Static displays will include planes but also some ground vehicles, such as possibly an Emergency Medical Service ambulance, he said, having spoken to the county commissioners that morning.

Flying hours contest

Ratcliff also announced that the First Flight group, special for this year, will award 16 hours of flight instruction to "some kid from Bulloch County," or at least "attending a Bulloch County school." Certain requirements of the Federal Aviation Administration must be met, he said, also referring to the prize as "16 hours flight time."

Look for more details of this later, but one requirement will be for contestants to supply a video of why they want to be a pilot, "and do it in three minutes or less," he said.

John H. Ratcliff, originally from Texas, became a licensed pilot during his junior year in college under a Vietnam War-era program in which the Air Force paid for flight school for young pilots.
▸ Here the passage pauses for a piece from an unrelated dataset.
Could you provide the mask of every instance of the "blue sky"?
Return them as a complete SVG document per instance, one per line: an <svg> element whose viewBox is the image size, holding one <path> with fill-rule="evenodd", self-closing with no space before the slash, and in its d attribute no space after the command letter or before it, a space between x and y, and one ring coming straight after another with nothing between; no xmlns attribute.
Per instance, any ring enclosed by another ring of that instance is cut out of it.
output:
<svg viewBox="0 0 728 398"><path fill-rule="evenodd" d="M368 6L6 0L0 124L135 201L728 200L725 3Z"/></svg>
He then served through the 1968-69 heat of the war, flying F-4 Phantom jets in 207 combat missions.

Attaining the rank of major, he remained in the Air Force on active duty for five and a half years and in the reserves for another eight.

Ratcliff flew corporate planes, including Gulfstream jets, for Ford Motor Company from 1973 to 2005 and was in charge of the corporation's Flight Department, based in Detroit, for 10 years until his retirement in 2005. 

He now lives in Savannah, where the group he founded has also held some First Flight events, as he also did previously at the Waycross-Ware County Airport in association with the Black Pilots of America.